At 6", 260 lbs., and 67 yrs. - there is and never has been anything in women's clothing that's long enough for me. Summer clothes are easier, since short sleeves and shorts are OK. Winter? I just add leg-warmers and/or long socks to fill the gap between boot-top and pants' hem; longish mittens to fill the gap between sleeve cuff and wrist. Most of my outerwear is from the men's department. Drab is not my style, but they leave me no choice at the prices I'm willing to pay.
In _my_ lack of style-sense, there is no such thing as _too_ *LOUD*! Neon colours are my favourites! Clashing brights? I love 'em!


madkiwi said:


> ...There are attractive maternity clothes available in plenty, so no need to look as if one had grown out of one's gear....
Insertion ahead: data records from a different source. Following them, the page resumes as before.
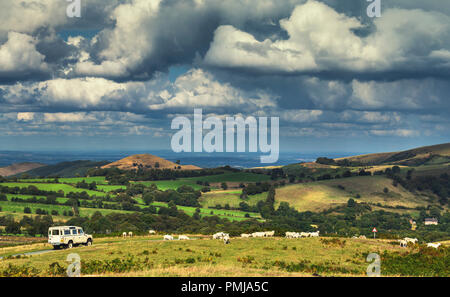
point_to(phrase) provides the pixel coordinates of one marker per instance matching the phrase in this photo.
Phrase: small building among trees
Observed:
(431, 221)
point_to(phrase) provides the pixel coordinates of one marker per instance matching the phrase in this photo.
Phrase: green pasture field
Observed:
(54, 187)
(71, 180)
(205, 257)
(231, 198)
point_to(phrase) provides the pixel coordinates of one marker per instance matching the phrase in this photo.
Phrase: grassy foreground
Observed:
(148, 256)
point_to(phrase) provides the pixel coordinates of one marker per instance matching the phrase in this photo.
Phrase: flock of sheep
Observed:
(226, 237)
(302, 234)
(404, 242)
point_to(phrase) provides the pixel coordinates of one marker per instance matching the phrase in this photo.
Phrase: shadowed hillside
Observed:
(19, 168)
(65, 169)
(427, 155)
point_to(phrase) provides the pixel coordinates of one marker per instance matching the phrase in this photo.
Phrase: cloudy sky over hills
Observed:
(115, 77)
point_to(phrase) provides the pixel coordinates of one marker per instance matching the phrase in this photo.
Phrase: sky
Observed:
(115, 77)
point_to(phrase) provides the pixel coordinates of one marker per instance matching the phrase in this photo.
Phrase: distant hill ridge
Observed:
(427, 155)
(147, 161)
(17, 168)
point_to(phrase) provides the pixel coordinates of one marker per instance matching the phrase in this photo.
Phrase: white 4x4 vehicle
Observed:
(68, 236)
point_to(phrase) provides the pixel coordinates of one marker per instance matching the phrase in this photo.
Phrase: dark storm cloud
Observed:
(321, 69)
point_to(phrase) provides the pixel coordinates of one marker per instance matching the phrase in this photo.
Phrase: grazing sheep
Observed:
(413, 240)
(403, 243)
(269, 233)
(314, 234)
(220, 235)
(258, 234)
(292, 235)
(434, 245)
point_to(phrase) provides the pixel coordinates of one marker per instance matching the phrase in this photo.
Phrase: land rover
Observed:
(68, 237)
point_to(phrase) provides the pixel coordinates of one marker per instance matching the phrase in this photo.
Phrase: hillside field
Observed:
(322, 195)
(149, 256)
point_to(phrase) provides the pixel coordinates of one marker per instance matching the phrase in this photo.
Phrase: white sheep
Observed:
(403, 243)
(434, 245)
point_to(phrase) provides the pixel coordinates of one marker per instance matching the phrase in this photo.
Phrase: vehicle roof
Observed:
(57, 227)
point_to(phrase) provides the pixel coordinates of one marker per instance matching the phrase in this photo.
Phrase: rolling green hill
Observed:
(65, 169)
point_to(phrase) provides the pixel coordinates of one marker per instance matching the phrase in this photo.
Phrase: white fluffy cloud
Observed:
(19, 54)
(198, 88)
(25, 116)
(321, 39)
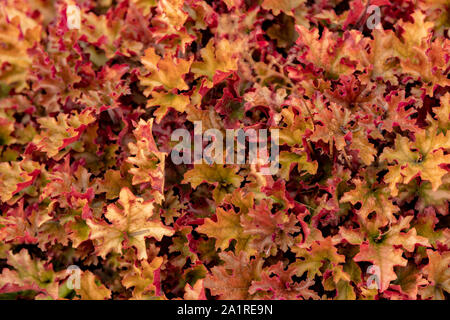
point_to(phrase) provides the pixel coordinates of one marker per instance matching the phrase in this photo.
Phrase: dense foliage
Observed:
(86, 177)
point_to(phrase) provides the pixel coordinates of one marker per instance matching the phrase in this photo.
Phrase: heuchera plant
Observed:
(359, 208)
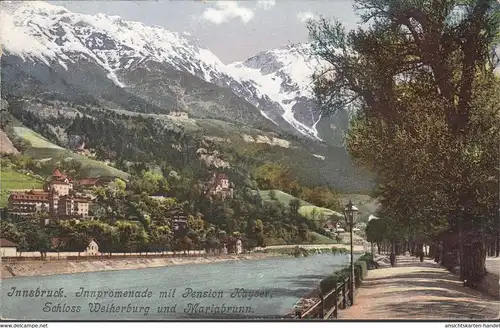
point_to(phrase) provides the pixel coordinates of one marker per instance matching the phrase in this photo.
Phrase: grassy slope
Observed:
(11, 180)
(41, 148)
(306, 209)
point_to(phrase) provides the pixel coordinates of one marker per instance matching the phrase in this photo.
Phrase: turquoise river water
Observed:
(266, 288)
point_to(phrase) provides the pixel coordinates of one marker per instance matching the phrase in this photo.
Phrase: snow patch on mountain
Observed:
(273, 81)
(284, 75)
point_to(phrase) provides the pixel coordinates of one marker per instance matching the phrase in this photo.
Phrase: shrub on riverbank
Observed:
(360, 271)
(299, 251)
(370, 263)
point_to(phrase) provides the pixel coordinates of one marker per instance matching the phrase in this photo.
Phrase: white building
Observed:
(92, 249)
(7, 248)
(239, 248)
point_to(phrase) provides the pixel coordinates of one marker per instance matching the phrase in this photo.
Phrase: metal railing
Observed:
(118, 256)
(328, 305)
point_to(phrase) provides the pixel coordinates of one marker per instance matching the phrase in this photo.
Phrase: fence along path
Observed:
(419, 291)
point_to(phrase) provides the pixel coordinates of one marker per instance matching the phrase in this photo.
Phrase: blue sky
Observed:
(233, 30)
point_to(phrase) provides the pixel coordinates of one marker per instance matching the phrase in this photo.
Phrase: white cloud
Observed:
(266, 4)
(225, 11)
(305, 16)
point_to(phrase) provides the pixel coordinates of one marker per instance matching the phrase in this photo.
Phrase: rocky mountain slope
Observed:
(57, 63)
(169, 71)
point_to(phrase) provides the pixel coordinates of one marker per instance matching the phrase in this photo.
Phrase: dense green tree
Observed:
(421, 78)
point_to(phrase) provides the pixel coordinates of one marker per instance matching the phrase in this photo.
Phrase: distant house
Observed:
(219, 185)
(56, 199)
(8, 248)
(330, 226)
(88, 183)
(179, 220)
(92, 248)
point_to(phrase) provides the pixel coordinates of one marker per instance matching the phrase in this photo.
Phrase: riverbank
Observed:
(55, 267)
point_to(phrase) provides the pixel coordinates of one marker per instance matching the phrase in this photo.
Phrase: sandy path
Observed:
(414, 290)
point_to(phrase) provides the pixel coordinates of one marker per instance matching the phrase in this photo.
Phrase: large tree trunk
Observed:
(474, 265)
(497, 247)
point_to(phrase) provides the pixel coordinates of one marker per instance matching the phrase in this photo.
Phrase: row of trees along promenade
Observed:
(422, 76)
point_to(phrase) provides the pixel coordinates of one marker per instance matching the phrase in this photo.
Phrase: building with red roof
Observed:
(57, 199)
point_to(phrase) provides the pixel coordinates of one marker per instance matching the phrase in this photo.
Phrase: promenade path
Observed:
(418, 291)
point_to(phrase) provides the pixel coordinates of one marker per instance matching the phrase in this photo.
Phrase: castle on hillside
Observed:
(219, 185)
(57, 199)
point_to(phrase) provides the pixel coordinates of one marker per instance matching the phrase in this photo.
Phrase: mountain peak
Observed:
(277, 82)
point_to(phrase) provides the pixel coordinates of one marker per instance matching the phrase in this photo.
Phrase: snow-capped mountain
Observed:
(153, 64)
(285, 76)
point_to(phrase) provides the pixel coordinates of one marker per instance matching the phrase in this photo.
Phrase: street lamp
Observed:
(349, 214)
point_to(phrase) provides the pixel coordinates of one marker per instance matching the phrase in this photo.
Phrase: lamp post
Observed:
(349, 212)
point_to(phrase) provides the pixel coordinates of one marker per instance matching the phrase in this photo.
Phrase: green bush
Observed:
(328, 284)
(368, 259)
(363, 267)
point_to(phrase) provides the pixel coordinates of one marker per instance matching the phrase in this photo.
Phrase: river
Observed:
(278, 283)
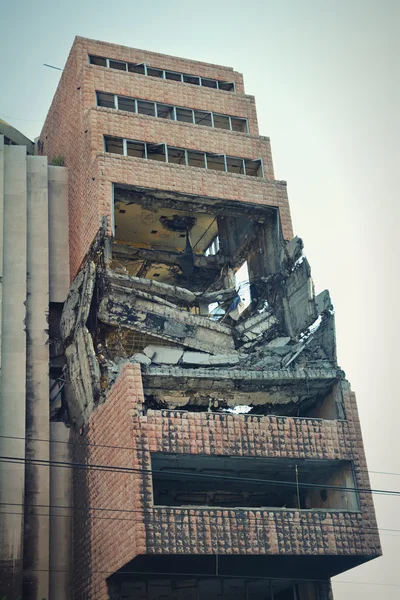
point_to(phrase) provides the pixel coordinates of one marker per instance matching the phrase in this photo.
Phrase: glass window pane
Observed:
(191, 79)
(202, 118)
(154, 72)
(196, 159)
(208, 83)
(173, 76)
(184, 114)
(227, 87)
(136, 149)
(133, 68)
(234, 165)
(98, 60)
(114, 145)
(165, 111)
(221, 121)
(176, 155)
(253, 168)
(126, 104)
(146, 108)
(106, 100)
(216, 162)
(239, 124)
(156, 152)
(116, 64)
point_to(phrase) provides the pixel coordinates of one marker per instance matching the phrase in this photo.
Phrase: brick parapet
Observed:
(121, 434)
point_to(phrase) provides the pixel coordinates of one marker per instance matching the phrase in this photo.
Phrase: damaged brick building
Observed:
(214, 443)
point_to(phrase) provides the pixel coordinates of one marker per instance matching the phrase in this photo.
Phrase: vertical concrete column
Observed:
(1, 224)
(37, 476)
(61, 514)
(13, 363)
(58, 233)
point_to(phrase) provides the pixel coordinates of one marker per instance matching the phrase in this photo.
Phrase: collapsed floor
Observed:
(264, 345)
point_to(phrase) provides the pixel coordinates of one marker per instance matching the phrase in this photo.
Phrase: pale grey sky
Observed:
(325, 78)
When I was young and having my babies, I did look into buying traditional maternity clothes. They did look very nice, but there wasn't a single piece that I could afford to buy. My 'maternity wear' was nylon pull-up pants and slightly oversized t-shirts, because that was what I already _had_. The baby shower provided loads of tiny clothes that could be useful a few times before the kid outgrew them. No one ever thinks that maybe the mom-to-be might need something to wear while incubating. 
I am sure that many of today's pregnant women are in the same boat as I was. Since bare skin is acceptable by society at large, they just let it hang out.


gillian lorraine said:


> All the extra long sleeves and trouser legs irritate me,...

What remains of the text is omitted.